A new look for the arts in the Dallas Morning News, remembering Stoney Burns, and arts spending by the numbers. Good morning, it’s Monday!

CTA TBD

New Wrap: The Dallas Morning News‘ arts and features section (formerly known as GuideDaily gets a new name: Arts&Life. I liked the Dallas Life feature, this time on 12-year-old violinist Bohan Zhang. More coverage of Texas authors, media and digital music is coming too, the paper sez.

RIP Stoney: Stoney Burns, editor of underground newspaper Dallas Notes and later, Buddy music magazine, was buried yesterday. Many of the friends in attendance had never heard his real name, Brent Stein. And family there, who knew him only that way, had been enjoying stories new to them shared in blogs and newspapers covering his death Friday of a heart attack.  (Great reminisces about Stoney’s life and contributions to the counterculture in the DMN here and the Dallas Observer, which first reported the news.) The rabbi at the graveside services noted that the stories were different but they were clearly about the same man, obsessed with fairness, unable to ignore hypocrisy, enjoying life with “an excellent soundtrack.” Also he said that Stoney loved his mother. He called her every night. Now that’s a good guy.
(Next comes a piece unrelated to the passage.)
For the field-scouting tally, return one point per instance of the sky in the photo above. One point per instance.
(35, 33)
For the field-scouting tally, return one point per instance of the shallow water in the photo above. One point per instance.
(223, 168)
By the numbers: Interesting little tidbit on the NEA’s latest study on how Americans spend time and money on the arts, from the Washington Post. Numbers were culled in 2007. Would be interesting to see how they’ve changed since the economic downturn:

The dollars spent, the report found, remained lower than money spent on sports events. Americans spent $14.5 billion on performing arts admissions, compared to $20.7 billion on sports events, according to the NEA. And statistics from the BEA showed interesting spending patterns with $3.9 billion spent on photography equipment; $5.6 billion on musical instruments and $33.8 billion on non-school books. And, proving that almost everyone is now a photographer and disc jockey, consumers spent $107 billion on video and audio equipment in 2009.